En junio de 1969 dos motivos tan afortunados como triviales condujeron a Mario Jiménez a cambiar de oficio. Primero, su desafecto por las
faenas de la pesca que lo sacaban de la cama antes del amanecer, y casi
siempre, cuando soñaba con amores audaces, protagonizados por heroínas tan abrasadoras como las que veía en la pantalla del rotativo de San
Antonio.

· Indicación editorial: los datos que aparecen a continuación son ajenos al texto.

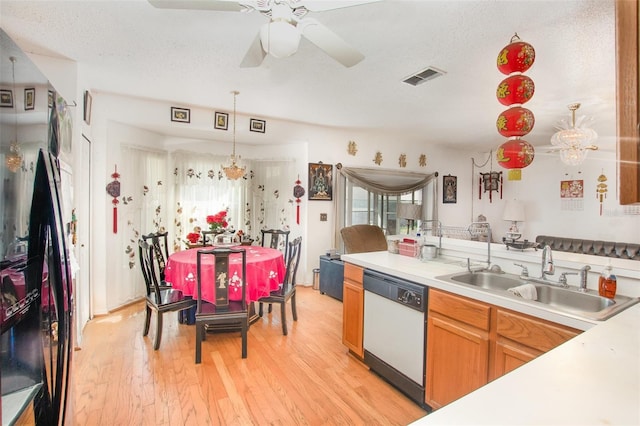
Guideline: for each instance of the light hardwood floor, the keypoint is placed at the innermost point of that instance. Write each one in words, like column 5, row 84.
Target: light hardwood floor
column 306, row 377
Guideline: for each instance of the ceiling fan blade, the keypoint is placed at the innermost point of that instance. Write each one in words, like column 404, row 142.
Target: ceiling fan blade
column 330, row 42
column 255, row 55
column 322, row 5
column 220, row 5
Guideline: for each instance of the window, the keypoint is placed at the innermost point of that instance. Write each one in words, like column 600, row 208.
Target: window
column 372, row 196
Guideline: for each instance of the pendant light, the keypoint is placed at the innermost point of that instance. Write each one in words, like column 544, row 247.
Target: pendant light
column 233, row 171
column 13, row 160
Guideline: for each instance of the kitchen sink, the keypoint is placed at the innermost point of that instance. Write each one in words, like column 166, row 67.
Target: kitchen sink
column 587, row 305
column 487, row 280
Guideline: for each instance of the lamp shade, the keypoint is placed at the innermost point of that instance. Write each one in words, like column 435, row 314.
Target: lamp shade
column 514, row 211
column 409, row 211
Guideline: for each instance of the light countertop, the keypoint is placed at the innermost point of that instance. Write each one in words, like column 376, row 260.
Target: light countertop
column 593, row 378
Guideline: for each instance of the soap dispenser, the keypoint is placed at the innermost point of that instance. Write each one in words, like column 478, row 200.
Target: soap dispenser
column 607, row 283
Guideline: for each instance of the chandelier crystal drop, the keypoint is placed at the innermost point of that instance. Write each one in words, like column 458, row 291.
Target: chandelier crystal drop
column 13, row 160
column 233, row 171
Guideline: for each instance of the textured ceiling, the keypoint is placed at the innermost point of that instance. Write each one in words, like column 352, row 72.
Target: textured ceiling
column 191, row 58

Este talento, unido a su consecuente simpatía por los resfríos,
reales o fingidos, con que se excusaba día por medio de preparar los
aparejos del bote de su padre, le permitía retozar bajo las nutridas mantas chilotas, perfeccionando sus oníricos idilios, hasta que el pescador
José Jiménez volvía de alta mar, empapado y hambriento, y él mitigaba
su complejo de culpa sazonándole un almuerzo de crujiente pan, bulliciosas ensaladas de tomate con cebolla, más perejil y cilantro, y una
dramática aspirina que engullía cuando el sarcasmo de su progenitor lo
penetraba hasta los huesos.
-Búscate un trabajo -era la escueta y feroz frase con que el hombre
concluía una mirada acusadora, que podía alcanzar hasta los diez minutos, y que en todo caso nunca duró menos de cinco.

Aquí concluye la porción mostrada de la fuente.